The UN refugee chief called on Pakistan Wednesday to pause its mass expulsions of Afghan refugees after an earthquake in eastern Afghanistan killed nearly 1,500.

Thousands of Afghans who were registered as refugees have surged over the border from Pakistan in recent days, with returns escalating despite the weekend’s deadly earthquake in Afghanistan, according to officials.

“Given the circumstances, I appeal to the (government of Pakistan) to pause the implementation of the Illegal Foreigners Repatriation Plan,” Filippo Grandi, UN High Commissioner for Refugees, said on X.

His appeal came as rescue teams continued struggling Wednesday to reach survivors after a shallow magnitude-6.0 earthquake hit the mountainous region bordering Pakistan late on Sunday, collapsing mud-brick homes on families as they slept.

The earthquake killed a total of 1,469 people and injured more than 3,700, according to a new toll from Taliban authorities, making it one of the deadliest in decades to hit the impoverished country.

Grandi said that the earthquake had “affected more than 500,000 people in eastern Afghanistan”, stressing that “aid from donors, including Pakistan, is vital and welcome”.

Read MoreAfghan quake death toll tops 1,400

Pakistan has hosted Afghans fleeing violence for more than four decades, from the Soviet invasion to the 2021 Taliban takeover.

Various cohorts of Afghans have found differing degrees of stability, including access to work and education, in Pakistan. Some were born and raised there, while others transited en route to resettlement in the West.

However, Pakistan’s government, citing an uptick in violent attacks and insurgent campaigns, launched a crackdown in 2023 to evict them, painting the population as “terrorists and criminals”.

An Afghan burqa-clad woman with an injured leg sits beside children outside a house, in the aftermath of an earthquake at the Dara-i-Nur district of Nangarhar province on September 3, 2025. Photo: AFP

More than 1.2 million Afghans have since been forced to return from Pakistan, including more than 443,000 this year alone, according to the United Nations.

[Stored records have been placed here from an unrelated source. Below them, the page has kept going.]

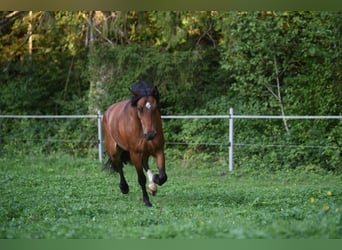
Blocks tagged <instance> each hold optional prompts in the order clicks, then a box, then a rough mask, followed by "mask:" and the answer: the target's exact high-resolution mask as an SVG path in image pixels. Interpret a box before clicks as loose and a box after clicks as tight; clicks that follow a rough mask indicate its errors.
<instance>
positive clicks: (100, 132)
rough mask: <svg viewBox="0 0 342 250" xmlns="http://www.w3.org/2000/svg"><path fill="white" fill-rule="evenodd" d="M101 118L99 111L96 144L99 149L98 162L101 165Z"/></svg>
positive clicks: (101, 155)
mask: <svg viewBox="0 0 342 250" xmlns="http://www.w3.org/2000/svg"><path fill="white" fill-rule="evenodd" d="M101 121H102V116H101V111H100V110H98V111H97V137H98V140H97V143H98V148H99V161H100V162H101V163H102V122H101Z"/></svg>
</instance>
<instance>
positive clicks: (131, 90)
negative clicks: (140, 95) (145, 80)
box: [128, 88, 140, 96]
mask: <svg viewBox="0 0 342 250" xmlns="http://www.w3.org/2000/svg"><path fill="white" fill-rule="evenodd" d="M128 89H129V91H130V92H131V93H132V94H133V95H134V96H139V95H140V91H139V90H136V89H135V90H133V89H130V88H128Z"/></svg>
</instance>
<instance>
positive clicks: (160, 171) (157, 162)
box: [153, 150, 167, 186]
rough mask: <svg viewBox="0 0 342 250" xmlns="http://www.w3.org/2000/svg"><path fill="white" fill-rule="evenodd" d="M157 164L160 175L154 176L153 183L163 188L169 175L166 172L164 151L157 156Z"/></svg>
mask: <svg viewBox="0 0 342 250" xmlns="http://www.w3.org/2000/svg"><path fill="white" fill-rule="evenodd" d="M156 162H157V167H158V172H159V174H155V175H154V176H153V182H154V183H157V184H158V185H159V186H161V185H163V184H164V183H165V182H166V181H167V175H166V170H165V155H164V151H163V150H161V151H160V152H158V154H156Z"/></svg>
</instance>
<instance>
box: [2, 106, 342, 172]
mask: <svg viewBox="0 0 342 250" xmlns="http://www.w3.org/2000/svg"><path fill="white" fill-rule="evenodd" d="M2 118H8V119H81V118H89V119H95V118H96V119H97V121H98V122H97V126H98V153H99V154H98V155H99V161H100V162H102V153H103V150H102V144H103V143H102V126H101V121H102V115H101V112H100V111H98V112H97V115H0V119H2ZM162 119H229V138H228V152H229V153H228V165H229V171H233V166H234V161H233V158H234V157H233V153H234V151H233V148H234V119H282V120H284V119H286V120H290V119H300V120H304V119H342V116H331V115H330V116H272V115H234V110H233V108H230V110H229V115H163V116H162ZM271 146H279V145H271ZM310 147H312V146H310Z"/></svg>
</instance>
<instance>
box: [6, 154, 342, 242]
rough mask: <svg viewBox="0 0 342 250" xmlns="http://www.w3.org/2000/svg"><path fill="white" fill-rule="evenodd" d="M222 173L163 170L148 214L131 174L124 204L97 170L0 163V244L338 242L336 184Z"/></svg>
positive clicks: (65, 167)
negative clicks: (258, 240)
mask: <svg viewBox="0 0 342 250" xmlns="http://www.w3.org/2000/svg"><path fill="white" fill-rule="evenodd" d="M225 164H226V163H224V162H217V163H208V162H196V161H172V162H168V165H167V173H168V177H169V179H168V181H167V182H166V183H165V185H163V186H162V187H158V188H159V189H158V193H157V195H156V196H154V197H150V198H151V202H152V204H153V205H154V206H153V207H152V208H148V207H145V206H144V205H143V202H142V201H141V191H140V187H139V185H138V183H137V176H136V173H135V170H134V168H133V167H132V166H130V165H128V166H126V167H125V173H126V178H127V181H128V183H129V185H130V193H129V194H128V195H123V194H121V193H120V190H119V188H118V183H119V177H118V176H117V175H109V174H108V173H106V172H102V171H101V166H100V164H99V163H98V162H97V161H96V160H89V159H77V158H72V157H68V156H59V157H57V156H56V157H51V156H50V157H47V158H33V157H32V158H30V157H26V158H20V159H9V158H2V159H0V193H1V198H0V238H115V239H122V238H124V239H130V238H134V239H142V238H153V239H159V238H186V239H189V238H195V239H197V238H342V219H341V215H342V176H340V175H334V174H331V173H327V172H324V173H322V172H320V173H315V172H312V171H305V170H291V171H289V170H287V171H286V170H284V171H279V172H272V173H268V172H267V171H264V172H260V171H259V172H257V171H246V170H245V169H244V168H243V167H240V169H236V170H234V172H233V173H229V172H228V169H227V168H228V167H227V166H226V165H225ZM152 168H153V170H154V169H155V166H154V164H153V166H152Z"/></svg>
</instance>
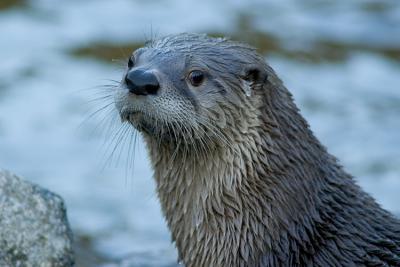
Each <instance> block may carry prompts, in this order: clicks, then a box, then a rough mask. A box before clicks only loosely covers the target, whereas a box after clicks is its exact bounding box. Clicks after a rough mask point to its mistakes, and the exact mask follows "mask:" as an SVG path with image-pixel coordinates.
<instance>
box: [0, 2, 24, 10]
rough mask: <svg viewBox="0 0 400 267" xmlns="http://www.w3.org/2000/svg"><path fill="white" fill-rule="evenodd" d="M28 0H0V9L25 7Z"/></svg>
mask: <svg viewBox="0 0 400 267" xmlns="http://www.w3.org/2000/svg"><path fill="white" fill-rule="evenodd" d="M27 5H28V1H26V0H1V1H0V11H2V10H6V9H10V8H21V7H26V6H27Z"/></svg>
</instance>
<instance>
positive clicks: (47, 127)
mask: <svg viewBox="0 0 400 267" xmlns="http://www.w3.org/2000/svg"><path fill="white" fill-rule="evenodd" d="M179 32H204V33H209V34H211V35H214V36H221V35H223V36H229V37H231V38H232V39H235V40H240V41H245V42H248V43H250V44H252V45H253V46H256V47H257V48H258V49H259V51H260V52H261V53H262V54H263V55H265V57H266V60H267V61H268V62H269V64H270V65H271V66H272V67H273V68H274V69H275V70H276V72H277V73H278V74H279V75H280V77H281V78H282V79H283V81H284V82H285V84H286V86H287V87H288V88H289V89H290V90H291V92H292V93H293V94H294V96H295V100H296V103H297V105H298V106H299V107H300V109H301V110H302V114H303V115H304V116H305V117H306V119H307V120H308V121H309V123H310V125H311V128H312V129H313V131H314V132H315V134H316V135H317V137H318V138H319V139H320V140H321V141H322V143H324V144H325V145H326V146H327V147H328V149H329V151H330V152H331V153H332V154H334V155H336V156H337V157H338V158H340V160H341V162H342V164H343V165H344V166H345V169H346V170H348V171H349V172H350V173H352V174H353V175H354V176H355V177H356V178H357V181H358V183H359V184H360V185H361V186H362V187H363V188H364V189H365V190H366V191H368V192H369V193H371V194H372V195H373V196H374V197H375V198H376V199H377V200H378V202H379V203H380V204H382V205H383V207H385V208H387V209H389V210H390V211H392V212H394V213H396V214H397V215H400V1H398V0H376V1H372V0H353V1H348V0H335V1H333V0H324V1H323V0H303V1H300V0H297V1H296V0H272V1H265V0H259V1H258V0H250V1H249V0H247V1H239V0H236V1H227V0H222V1H214V0H203V1H194V0H189V1H188V0H176V1H173V0H165V1H161V0H152V1H139V0H115V1H106V0H104V1H90V0H87V1H78V0H68V1H67V0H57V1H52V0H35V1H33V0H32V1H28V0H1V1H0V168H4V169H8V170H10V171H12V172H14V173H16V174H18V175H21V176H23V177H24V178H25V179H27V180H30V181H32V182H35V183H38V184H40V185H41V186H43V187H46V188H48V189H50V190H52V191H54V192H57V193H58V194H60V195H61V196H62V197H63V198H64V199H65V201H66V204H67V208H68V215H69V220H70V223H71V226H72V228H73V230H74V233H75V238H76V247H77V257H78V259H77V261H78V262H77V263H78V264H77V265H78V266H89V267H90V266H111V265H112V264H117V263H121V260H122V259H124V258H126V257H131V258H132V259H134V261H135V262H136V263H135V264H136V265H134V266H161V263H162V264H165V263H171V264H172V265H171V266H173V264H175V259H176V252H175V249H174V247H173V245H172V244H171V242H170V236H169V233H168V231H167V228H166V226H165V222H164V220H163V218H162V216H161V212H160V207H159V204H158V200H157V196H156V194H155V189H154V183H153V180H152V177H151V176H152V172H151V170H150V168H149V164H148V159H147V155H146V151H145V147H144V145H143V143H142V141H141V140H140V139H139V140H137V142H136V146H135V153H134V155H133V152H132V151H133V148H131V149H129V147H131V145H130V144H131V141H130V140H131V139H130V138H131V136H130V135H129V138H128V139H126V140H125V139H124V140H122V139H118V138H119V135H118V130H119V120H118V117H117V116H115V114H113V109H112V106H110V107H109V108H105V109H102V108H103V107H105V106H106V105H107V104H108V103H110V100H108V101H107V100H104V99H98V100H96V98H98V97H99V96H100V97H101V96H102V95H104V94H107V90H108V92H110V90H111V89H110V88H107V87H103V86H107V85H111V84H113V81H112V80H117V81H118V80H119V79H120V78H121V76H122V69H123V67H124V65H125V64H126V63H125V62H126V59H127V57H128V55H129V54H130V53H131V52H132V51H133V50H134V49H135V48H137V47H139V46H141V45H142V44H143V42H145V41H146V40H148V39H150V38H153V37H159V36H163V35H166V34H171V33H179ZM104 90H106V93H104ZM96 110H100V111H99V112H97V113H95V114H94V115H91V114H93V112H96ZM117 143H119V146H117V148H116V149H115V151H114V147H115V144H117ZM113 151H114V153H112V152H113ZM111 154H112V157H110V155H111ZM133 160H135V162H134V167H132V163H131V162H132V161H133Z"/></svg>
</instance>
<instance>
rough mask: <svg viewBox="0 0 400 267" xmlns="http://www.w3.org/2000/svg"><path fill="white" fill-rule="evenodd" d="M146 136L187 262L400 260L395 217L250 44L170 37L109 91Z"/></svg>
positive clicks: (209, 262)
mask: <svg viewBox="0 0 400 267" xmlns="http://www.w3.org/2000/svg"><path fill="white" fill-rule="evenodd" d="M115 102H116V107H117V109H118V110H119V112H120V115H121V118H122V120H123V121H126V122H128V123H130V124H132V125H133V126H134V127H135V128H136V129H138V130H139V131H140V132H141V133H142V135H143V137H144V140H145V142H146V145H147V148H148V151H149V154H150V159H151V163H152V167H153V169H154V178H155V180H156V182H157V192H158V196H159V199H160V201H161V206H162V211H163V213H164V215H165V217H166V220H167V223H168V226H169V228H170V231H171V233H172V239H173V240H174V241H175V242H176V246H177V248H178V253H179V258H180V260H181V262H183V263H184V264H185V265H186V266H388V265H389V266H400V222H399V220H397V219H396V218H394V217H393V216H392V215H391V214H390V213H389V212H387V211H385V210H384V209H382V208H381V207H380V206H379V205H378V204H377V203H376V202H375V201H374V199H373V198H372V197H371V196H369V195H368V194H367V193H365V192H364V191H363V190H362V189H361V188H360V187H359V186H358V185H356V183H355V182H354V179H353V178H352V176H350V175H349V174H347V173H346V172H345V171H344V170H343V168H342V167H341V166H340V165H339V163H338V161H337V160H336V158H335V157H333V156H331V155H330V154H329V153H328V152H327V150H326V148H325V147H323V146H322V145H321V144H320V142H319V141H318V140H317V139H316V138H315V136H314V135H313V133H312V131H311V130H310V128H309V126H308V124H307V122H306V121H305V120H304V118H303V117H302V116H301V115H300V113H299V110H298V108H297V107H296V105H295V104H294V102H293V99H292V95H291V94H290V93H289V91H288V90H287V89H286V88H285V87H284V85H283V84H282V82H281V80H279V78H278V77H277V75H276V74H275V72H274V71H273V70H272V68H271V67H270V66H268V65H267V64H266V63H265V61H264V58H263V57H262V56H260V55H258V54H257V53H256V51H255V49H253V48H252V47H250V46H248V45H245V44H241V43H237V42H234V41H230V40H227V39H224V38H211V37H208V36H206V35H198V34H180V35H173V36H167V37H165V38H162V39H159V40H155V41H152V42H150V43H149V44H148V45H147V46H146V47H144V48H141V49H138V50H137V51H135V52H134V53H133V55H132V56H131V57H130V59H129V61H128V66H127V69H126V73H125V74H124V78H123V80H122V82H121V86H120V87H119V88H118V90H117V91H116V93H115Z"/></svg>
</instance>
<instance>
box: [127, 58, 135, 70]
mask: <svg viewBox="0 0 400 267" xmlns="http://www.w3.org/2000/svg"><path fill="white" fill-rule="evenodd" d="M133 65H134V63H133V59H132V57H130V58H129V60H128V68H132V67H133Z"/></svg>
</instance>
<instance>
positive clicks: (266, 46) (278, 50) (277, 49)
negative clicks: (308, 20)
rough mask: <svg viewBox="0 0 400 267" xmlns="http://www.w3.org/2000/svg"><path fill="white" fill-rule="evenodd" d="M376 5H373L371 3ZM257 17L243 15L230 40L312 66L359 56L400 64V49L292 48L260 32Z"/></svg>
mask: <svg viewBox="0 0 400 267" xmlns="http://www.w3.org/2000/svg"><path fill="white" fill-rule="evenodd" d="M371 4H373V3H371ZM377 8H378V7H377ZM253 20H254V16H251V15H248V14H240V15H239V16H238V19H237V25H236V27H235V29H236V30H235V32H233V33H232V34H231V35H230V36H231V38H232V39H233V40H237V41H241V42H245V43H248V44H250V45H252V46H254V47H256V48H257V50H258V51H259V52H260V53H262V54H263V55H269V54H276V55H278V56H281V57H285V58H289V59H294V60H299V61H306V62H312V63H320V62H341V61H343V60H345V59H346V58H348V56H349V55H350V54H352V53H355V52H368V53H375V54H378V55H381V56H384V57H386V58H389V59H392V60H396V61H400V46H398V47H375V46H369V45H368V44H366V43H354V44H350V43H343V42H340V41H335V40H323V39H321V40H316V41H314V42H312V43H310V44H309V45H308V46H303V47H299V46H297V47H296V46H294V47H293V46H290V47H288V46H287V45H285V43H284V42H283V41H282V40H279V39H278V38H277V37H276V36H273V35H272V34H269V33H266V32H262V31H259V30H256V27H255V26H254V22H253ZM210 35H211V36H215V37H223V36H224V34H223V33H216V32H214V33H211V34H210Z"/></svg>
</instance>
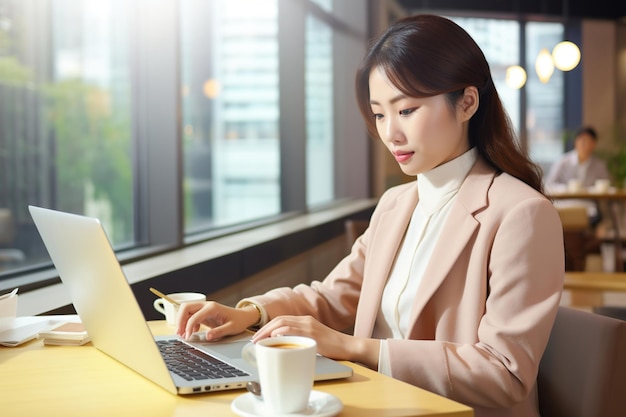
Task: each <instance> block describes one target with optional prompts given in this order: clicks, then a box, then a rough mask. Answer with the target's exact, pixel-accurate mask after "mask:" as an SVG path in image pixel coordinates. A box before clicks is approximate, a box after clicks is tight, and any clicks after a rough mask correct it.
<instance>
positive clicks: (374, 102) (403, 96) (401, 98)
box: [370, 94, 406, 105]
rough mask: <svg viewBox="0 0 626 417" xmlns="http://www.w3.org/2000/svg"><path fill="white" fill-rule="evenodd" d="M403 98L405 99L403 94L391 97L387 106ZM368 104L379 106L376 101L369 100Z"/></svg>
mask: <svg viewBox="0 0 626 417" xmlns="http://www.w3.org/2000/svg"><path fill="white" fill-rule="evenodd" d="M403 98H406V96H405V95H404V94H398V95H397V96H395V97H393V98H392V99H391V100H389V104H393V103H395V102H396V101H400V100H402V99H403ZM370 104H376V105H380V103H379V102H378V101H376V100H370Z"/></svg>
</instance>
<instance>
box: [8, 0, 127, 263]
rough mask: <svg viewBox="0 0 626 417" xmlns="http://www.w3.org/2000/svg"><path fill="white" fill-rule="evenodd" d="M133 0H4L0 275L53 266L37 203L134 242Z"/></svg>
mask: <svg viewBox="0 0 626 417" xmlns="http://www.w3.org/2000/svg"><path fill="white" fill-rule="evenodd" d="M124 4H125V1H124V0H111V1H100V0H84V1H73V0H56V1H50V2H43V1H42V2H29V1H27V2H24V1H7V0H3V1H0V114H1V116H0V118H1V119H2V121H1V122H0V185H1V188H0V273H1V272H2V271H3V270H7V269H11V268H14V267H20V266H23V265H32V264H38V263H40V262H47V261H48V257H47V252H46V251H45V250H44V249H43V247H42V246H41V244H40V243H39V239H38V235H37V232H36V231H35V230H34V229H33V227H32V224H31V222H30V215H29V214H28V208H27V206H28V204H37V205H43V206H48V207H54V208H57V209H60V210H64V211H69V212H75V213H88V214H90V215H93V216H97V217H99V218H101V219H102V221H103V223H104V224H106V225H107V229H108V232H109V237H110V239H111V240H112V241H113V243H114V244H116V245H117V246H121V245H125V244H129V243H133V242H134V235H133V229H134V225H133V198H132V186H133V170H132V162H131V161H132V139H131V136H132V134H131V132H132V117H131V110H132V108H131V74H130V67H129V54H128V37H129V33H128V31H127V28H128V25H127V24H125V22H128V18H129V14H128V13H129V9H128V8H127V7H125V6H124Z"/></svg>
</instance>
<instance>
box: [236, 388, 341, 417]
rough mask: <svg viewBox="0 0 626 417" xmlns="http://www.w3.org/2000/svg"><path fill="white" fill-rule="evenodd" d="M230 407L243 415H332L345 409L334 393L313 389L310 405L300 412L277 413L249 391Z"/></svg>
mask: <svg viewBox="0 0 626 417" xmlns="http://www.w3.org/2000/svg"><path fill="white" fill-rule="evenodd" d="M230 408H231V409H232V410H233V412H234V413H235V414H237V415H238V416H241V417H309V416H310V417H331V416H334V415H337V414H339V412H340V411H341V410H343V403H342V402H341V400H340V399H339V398H337V397H335V396H334V395H332V394H328V393H325V392H321V391H311V396H310V397H309V406H308V407H307V408H306V410H304V411H302V412H300V413H289V414H281V415H276V414H272V413H270V412H269V410H267V409H266V407H265V404H264V403H263V400H260V399H259V398H257V397H255V396H254V395H253V394H251V393H249V392H247V393H245V394H243V395H240V396H239V397H237V398H235V399H234V400H233V402H232V403H231V405H230Z"/></svg>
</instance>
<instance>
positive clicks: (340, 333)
mask: <svg viewBox="0 0 626 417" xmlns="http://www.w3.org/2000/svg"><path fill="white" fill-rule="evenodd" d="M282 335H290V336H306V337H310V338H311V339H314V340H315V341H316V342H317V353H319V354H320V355H323V356H326V357H329V358H332V359H336V360H348V361H358V362H360V363H363V364H364V365H367V366H370V367H372V368H375V367H377V366H378V352H379V349H380V347H379V346H380V341H379V340H375V339H365V338H357V337H354V336H351V335H348V334H345V333H342V332H339V331H337V330H333V329H331V328H330V327H328V326H325V325H323V324H322V323H320V322H319V321H317V320H316V319H314V318H313V317H311V316H279V317H276V318H275V319H273V320H271V321H270V322H269V323H267V324H266V325H265V326H263V327H262V328H261V329H260V330H259V331H258V332H256V334H255V335H254V336H253V337H252V342H257V341H259V340H261V339H265V338H267V337H277V336H282Z"/></svg>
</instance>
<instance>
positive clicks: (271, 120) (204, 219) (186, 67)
mask: <svg viewBox="0 0 626 417" xmlns="http://www.w3.org/2000/svg"><path fill="white" fill-rule="evenodd" d="M182 5H183V7H182V19H181V33H182V42H183V45H184V47H183V50H182V61H181V65H182V68H183V71H182V91H183V120H184V127H183V129H184V130H183V143H184V148H185V197H186V198H185V203H186V206H185V210H186V212H185V214H186V215H185V229H186V230H187V231H188V232H194V231H198V230H200V231H202V230H206V229H207V228H211V227H215V226H227V225H232V224H236V223H240V222H243V221H247V220H251V219H257V218H259V217H263V216H270V215H275V214H278V213H280V188H279V183H280V181H279V180H280V178H279V175H280V172H279V171H280V169H279V168H280V158H279V91H278V87H279V86H278V1H277V0H263V1H259V0H244V1H241V0H240V1H205V0H185V1H184V2H183V3H182Z"/></svg>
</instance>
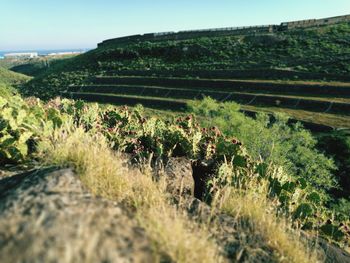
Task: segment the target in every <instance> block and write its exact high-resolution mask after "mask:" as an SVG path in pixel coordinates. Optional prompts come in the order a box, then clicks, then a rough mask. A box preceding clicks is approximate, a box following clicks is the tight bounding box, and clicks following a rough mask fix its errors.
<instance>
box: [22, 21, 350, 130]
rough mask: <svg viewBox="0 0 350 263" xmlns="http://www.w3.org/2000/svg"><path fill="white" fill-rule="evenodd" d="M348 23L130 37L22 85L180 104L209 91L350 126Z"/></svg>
mask: <svg viewBox="0 0 350 263" xmlns="http://www.w3.org/2000/svg"><path fill="white" fill-rule="evenodd" d="M349 33H350V24H349V23H343V24H339V25H332V26H325V27H320V28H312V29H298V30H291V31H287V32H277V33H273V34H255V35H242V36H239V35H232V36H222V37H218V36H216V37H201V38H195V39H186V40H166V41H165V40H164V41H162V40H158V41H142V40H133V41H129V42H128V41H126V42H121V43H110V44H105V45H101V46H99V47H98V48H97V49H95V50H92V51H90V52H88V53H86V54H83V55H81V56H78V57H76V58H73V59H71V60H69V61H66V62H62V63H59V64H57V65H54V66H52V67H51V68H50V69H49V70H48V71H47V72H45V73H44V74H42V75H40V76H38V77H36V78H35V79H34V80H33V81H31V82H30V83H29V84H28V85H27V86H26V87H25V88H24V89H23V92H24V94H28V95H36V96H39V97H41V98H45V99H47V98H51V97H54V96H56V95H59V94H62V93H63V94H64V95H65V96H70V97H74V98H82V99H86V100H91V101H99V102H106V103H116V104H125V103H127V104H136V103H143V104H144V105H145V106H147V107H153V108H162V109H181V108H183V107H184V106H185V103H186V102H187V101H188V100H192V99H197V98H202V97H203V96H210V97H213V98H215V99H217V100H219V101H235V102H238V103H240V104H241V105H242V108H243V110H247V111H250V112H251V111H253V112H254V111H267V112H276V111H282V112H286V113H288V114H289V115H291V116H292V117H294V118H295V119H298V120H304V121H307V122H313V123H318V124H323V125H328V126H331V127H338V128H343V127H350V121H349V118H350V116H349V112H350V82H349V81H350V67H349V59H350V45H349V43H350V38H349V36H350V34H349Z"/></svg>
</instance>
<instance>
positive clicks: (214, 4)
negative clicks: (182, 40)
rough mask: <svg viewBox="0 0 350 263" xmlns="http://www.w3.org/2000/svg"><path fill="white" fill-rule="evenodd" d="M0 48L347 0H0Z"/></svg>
mask: <svg viewBox="0 0 350 263" xmlns="http://www.w3.org/2000/svg"><path fill="white" fill-rule="evenodd" d="M0 12H1V13H0V50H28V49H29V50H30V49H67V48H93V47H95V46H96V44H97V43H98V42H101V41H102V40H104V39H108V38H114V37H118V36H123V35H130V34H136V33H147V32H163V31H177V30H186V29H200V28H214V27H227V26H244V25H260V24H276V23H281V22H284V21H290V20H300V19H306V18H322V17H328V16H336V15H343V14H350V0H215V1H214V0H187V1H186V0H173V1H170V0H148V1H146V0H0Z"/></svg>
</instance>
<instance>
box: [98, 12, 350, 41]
mask: <svg viewBox="0 0 350 263" xmlns="http://www.w3.org/2000/svg"><path fill="white" fill-rule="evenodd" d="M343 22H350V15H345V16H336V17H329V18H323V19H308V20H300V21H292V22H284V23H281V24H280V25H265V26H248V27H229V28H215V29H204V30H189V31H179V32H161V33H149V34H144V35H133V36H127V37H120V38H115V39H109V40H105V41H103V42H102V43H100V44H98V46H99V47H100V46H104V45H108V44H111V43H112V44H116V43H127V42H131V41H157V40H184V39H192V38H197V37H216V36H231V35H250V34H268V33H274V32H278V31H283V30H292V29H297V28H309V27H317V26H325V25H332V24H338V23H343Z"/></svg>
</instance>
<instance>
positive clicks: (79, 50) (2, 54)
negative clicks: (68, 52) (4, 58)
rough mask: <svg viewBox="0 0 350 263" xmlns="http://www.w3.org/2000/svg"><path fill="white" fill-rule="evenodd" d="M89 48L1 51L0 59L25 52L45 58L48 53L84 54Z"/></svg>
mask: <svg viewBox="0 0 350 263" xmlns="http://www.w3.org/2000/svg"><path fill="white" fill-rule="evenodd" d="M89 50H90V49H89V48H83V49H51V50H35V49H30V50H7V51H1V50H0V59H3V58H4V55H5V54H8V53H27V52H37V53H38V54H39V56H45V55H48V54H50V53H59V52H86V51H89Z"/></svg>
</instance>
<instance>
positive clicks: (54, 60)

The crackdown has most recently targeted an estimated 1.3 million refugees with Proof of Registration (PoR) cards issued by the UN refugee agency UNHCR. Islamabad has set a deadline of September 1 for them to leave or face arrest and deportation.

UNHCR spokesman Babar Baloch told reporters in Geneva on Tuesday that the refugee agency was “preparing for significantly more returns in the coming days” due to the deadline.

“These people, already with very little resources, are now returning to a disaster zone,” he said.